Worrying signs your job might be toxic – and what to do it if is

An industrial warehouse worker being the target of bullying, abuse or discrimination.

An industrial warehouse worker being the target of bullying, abuse or discrimination.

Toxic work environments are notoriously damaging on a mental and emotional level. They breed negativity and dysfunction and manifest in a variety of ways including bullying, discrimination and a lack of transparency.

May is Mental Health Awareness Month – an excellent time for workers to assess their workplace as a negative or positive environment.

It can be difficult to pinpoint the signs of a toxic workplace, particularly for new employees or staff working under a new boss.

Are you being micromanaged or is it simply a case of receiving extra  support? Was nepotism a factor in that recent appointment or was the successful person actually the best candidate?

It can leave a worker second-guessing their judgment, said Vanessa Vershaw, high-performance coach and author of Unreasonable Ambition.

“Don’t be fooled – toxic workplaces aren’t all aggressive and angry looking – false harmony, people pleasing behaviours and silence in the face of negativity, can be a sign of an even bigger problem – people just going along with a dominant view and acting as bystanders to obvious crimes in the workplace,” she said.

“This one can be even tougher to navigate because it’s not as obvious unless you’re in it.”

Constant micromanaging can be a sign of a toxic workplace.

In some workplaces the signs are obvious and the personal cost can be high on employees.

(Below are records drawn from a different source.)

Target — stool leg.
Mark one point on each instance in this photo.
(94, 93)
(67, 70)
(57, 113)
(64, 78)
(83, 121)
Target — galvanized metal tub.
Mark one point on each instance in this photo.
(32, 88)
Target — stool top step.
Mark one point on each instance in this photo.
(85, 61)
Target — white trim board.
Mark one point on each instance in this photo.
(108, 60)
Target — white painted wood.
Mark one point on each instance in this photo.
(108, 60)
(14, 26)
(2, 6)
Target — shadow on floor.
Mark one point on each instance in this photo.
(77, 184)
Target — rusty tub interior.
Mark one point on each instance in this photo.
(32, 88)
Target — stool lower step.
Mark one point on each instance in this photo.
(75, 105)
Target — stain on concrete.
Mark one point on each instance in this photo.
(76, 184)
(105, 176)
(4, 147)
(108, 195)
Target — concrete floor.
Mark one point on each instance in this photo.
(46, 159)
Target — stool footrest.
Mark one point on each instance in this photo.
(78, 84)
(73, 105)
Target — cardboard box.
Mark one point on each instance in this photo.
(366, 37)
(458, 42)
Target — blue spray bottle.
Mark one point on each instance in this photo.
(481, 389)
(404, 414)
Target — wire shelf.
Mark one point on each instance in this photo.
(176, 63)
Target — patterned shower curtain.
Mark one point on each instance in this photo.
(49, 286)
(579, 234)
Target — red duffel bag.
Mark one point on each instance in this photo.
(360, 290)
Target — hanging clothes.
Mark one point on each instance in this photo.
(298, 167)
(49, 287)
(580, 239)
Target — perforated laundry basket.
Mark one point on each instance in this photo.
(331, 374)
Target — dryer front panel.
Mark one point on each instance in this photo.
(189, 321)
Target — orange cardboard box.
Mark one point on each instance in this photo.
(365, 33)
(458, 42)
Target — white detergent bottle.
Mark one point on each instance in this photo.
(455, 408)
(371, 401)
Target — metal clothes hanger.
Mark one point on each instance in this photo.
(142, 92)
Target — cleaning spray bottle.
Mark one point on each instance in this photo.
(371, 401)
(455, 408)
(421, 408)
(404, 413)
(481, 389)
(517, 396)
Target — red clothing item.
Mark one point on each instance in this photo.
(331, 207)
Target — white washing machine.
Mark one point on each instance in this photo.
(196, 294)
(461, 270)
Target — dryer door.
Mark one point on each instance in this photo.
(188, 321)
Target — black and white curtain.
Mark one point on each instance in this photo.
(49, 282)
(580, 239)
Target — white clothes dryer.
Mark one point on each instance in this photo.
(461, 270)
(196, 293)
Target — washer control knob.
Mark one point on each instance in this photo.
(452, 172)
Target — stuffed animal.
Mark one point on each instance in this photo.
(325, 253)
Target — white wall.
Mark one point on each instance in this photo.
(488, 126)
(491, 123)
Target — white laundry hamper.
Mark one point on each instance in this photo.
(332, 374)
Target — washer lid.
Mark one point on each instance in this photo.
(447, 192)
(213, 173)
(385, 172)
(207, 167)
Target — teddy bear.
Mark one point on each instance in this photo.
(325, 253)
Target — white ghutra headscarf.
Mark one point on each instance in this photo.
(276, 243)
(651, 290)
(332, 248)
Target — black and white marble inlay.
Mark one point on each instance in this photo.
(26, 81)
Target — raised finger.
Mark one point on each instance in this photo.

A 2022 study by McKinsey and Co found toxic workplace behaviour was the biggest predictor of burnout symptoms, as well as distress, depression and anxiety.

Workplace culture and leadership expert Tammy Tansley said toxic work environments were on-inclusive, disrespective, unethical, cut-throat and had abusive management.

Telltale signs include high absenteeism, multiple grievances and complaints and a high staff turnover.

A toxic corporate culture is by far the strongest predictor of industry-adjusted attrition, a 2022 study by researchers at the Massachusetts Institute of Technology found.

Ms Tansley said workplaces could be remedied, but it usually hinged on leaders wanting to make a change.

“Do management recognise that the culture is toxic? Do they care? Or is it a culture that they are trying to perpetuate?” she said.

“In one organisation I know of, key leaders were told about examples of bullying and harassment and responded with, ‘Does it matter, if we are getting the results?’. In this sort of organisation, employees are better off finding an organisation that better aligns with their values.”

There are options for those who feel stuck in an unhealthy workplace. Ms Tansley advises identifying the problems and taking action at either a formal or personal level.

“Identify the impact of the culture on your health and wellbeing,” she said.

“If the environment is not ideal, but it’s not having a massive impact on you or your team, perhaps it might be a case of hanging in there to see if things get better – although make sure you let the right people know what’s going on.

“If it’s having a negative impact on your health – get support internally through HR or mental health first aiders or externally through your GP or employee assistance program. Consider what grievance and other mechanisms are available and the impact of using those.

“Ultimately, your health – whether that’s psychological or physical is more important – so take steps ASAP to keep yourself safe.”